Abstract: Examining the Psychometric Properties of the Group-Based Medical Mistrust Scale in Black and Latino Men with Criminal Justice Backgrounds (Society for Social Work and Research 21st Annual Conference - Ensure Healthy Development for all Youth)

719P Examining the Psychometric Properties of the Group-Based Medical Mistrust Scale in Black and Latino Men with Criminal Justice Backgrounds

Schedule:
Sunday, January 15, 2017
Bissonet (New Orleans Marriott)
* noted as presenting author
Pamela Valera, PhD, MSW, Assistant Professor, Columbia University, New York, NY
Javier Boyas, PhD, Associate Professor, University of Mississippi, University, MS
Background.Culture provides a milieu through which worldviews are explored and may influence how people perceive their health and health problems, especially how they seek out healthcare services, and how they react to recommendations to modify certain lifestyle behaviors, follow through with healthcare interventions, or adhere to medical treatment. Having said that, it is not a stretch to suggest that culture may also impact medical mistrust. Medical mistrust is defined as the inclination to distrust medical systems and healthcare personnel that are believed to represent the dominant culture. Extensive research has explored the relationship between race and ethnicity and trust (or lack thereof) of the healthcare system among Blacks and Latinos living in the U.S. However, the concept of medical mistrust has not been explored in formerly incarcerated Black and Latino men. Thus, the purpose of this study was to validate and assess the psychometric properties of the Group-Based Medical Mistrust Scale (GBMMS) for use among formerly incarcerated Black and Latino men.

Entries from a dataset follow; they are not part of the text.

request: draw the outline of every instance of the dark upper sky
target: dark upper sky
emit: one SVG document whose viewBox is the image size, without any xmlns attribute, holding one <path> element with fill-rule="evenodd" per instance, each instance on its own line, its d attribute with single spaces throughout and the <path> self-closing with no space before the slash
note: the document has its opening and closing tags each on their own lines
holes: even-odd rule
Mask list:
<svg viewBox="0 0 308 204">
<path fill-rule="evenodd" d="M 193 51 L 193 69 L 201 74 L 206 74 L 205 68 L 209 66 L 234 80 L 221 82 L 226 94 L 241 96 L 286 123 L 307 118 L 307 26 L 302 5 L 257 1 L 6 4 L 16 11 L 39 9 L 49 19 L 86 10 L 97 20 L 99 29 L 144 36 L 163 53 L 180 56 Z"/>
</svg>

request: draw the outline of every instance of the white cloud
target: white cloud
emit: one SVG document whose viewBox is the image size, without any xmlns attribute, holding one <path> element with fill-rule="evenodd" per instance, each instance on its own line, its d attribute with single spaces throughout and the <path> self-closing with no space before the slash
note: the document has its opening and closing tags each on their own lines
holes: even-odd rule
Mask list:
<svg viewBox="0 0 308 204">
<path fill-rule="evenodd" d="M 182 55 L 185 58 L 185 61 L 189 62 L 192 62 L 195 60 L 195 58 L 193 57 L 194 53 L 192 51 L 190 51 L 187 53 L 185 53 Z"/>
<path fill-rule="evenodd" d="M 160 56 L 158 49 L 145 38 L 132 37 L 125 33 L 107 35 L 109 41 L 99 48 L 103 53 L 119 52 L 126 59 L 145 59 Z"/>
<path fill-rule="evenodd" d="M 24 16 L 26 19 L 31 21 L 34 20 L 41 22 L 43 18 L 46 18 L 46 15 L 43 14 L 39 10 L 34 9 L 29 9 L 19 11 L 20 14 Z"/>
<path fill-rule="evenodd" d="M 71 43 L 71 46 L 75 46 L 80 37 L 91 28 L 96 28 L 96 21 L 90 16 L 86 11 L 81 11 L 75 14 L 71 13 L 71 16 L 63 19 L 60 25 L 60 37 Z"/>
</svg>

Methods. This study employed a cross-sectional research design and used a purposive sample consisting of newly released (defined as released within three years or less) Black and Latino men ages 35 and over in the New York City area. Univariate statistics were used to describe all study variables. Several bivariate statistics were employed: Pearson’s r, a one way ANOVA, and independent t-test. Pearson’s rwas used to calculate correlations between the various subscales of the GBMM. The main analyses used exploratory factor analysis (EFA) and confirmatory factor analysis (CFA) to replicate and validate the GBMMS scale for use with formerly incarcerated men. For the EFA, Principal Components Analysis was used to extract the factors; a non-orthogonal Oblimin procedure was used to rotate the factors. The CFA was conducted on the measurement model proposed by Shelton and colleagues (2010). The construct validity of the GBMMS scores was calculated by determining the mean of the participant’s responses across the individual items. Model fit was assessed via the chi-square and several fit indices: CFI (a goodness-of-fit index), the RMSEA, and the SRMR (both badness-of-fit indices). The internal consistency reliability was assessed using Cronbach’s.  

Results.The findings of the exploratory and confirmatory factor analyses suggest that a two factor structure fit the data best. Two dimensions emerged as important subscales: discrimination and suspicion. The current findings suggest the two-factor GBMMS is a valid and reliable assessment tool to discern medical mistrust levels among formerly incarcerated Black and Latino men

Implications. The current findings demonstrate that the GBMMS can be a reliable tool to discern trust levels among formerly incarcerated Black and Latino men. Healthcare providers who interface with criminal justice populations should recognize this as a strength in which a positive relationship can be built because former inmates may be more likely to adhere to recommended preventive services; and consider provider input in the decision-making process about medical treatment. Eliminating medical mistrust as a barrier may be an important step toward eliminating health disparities experienced by formerly incarcerated Black and Latino men.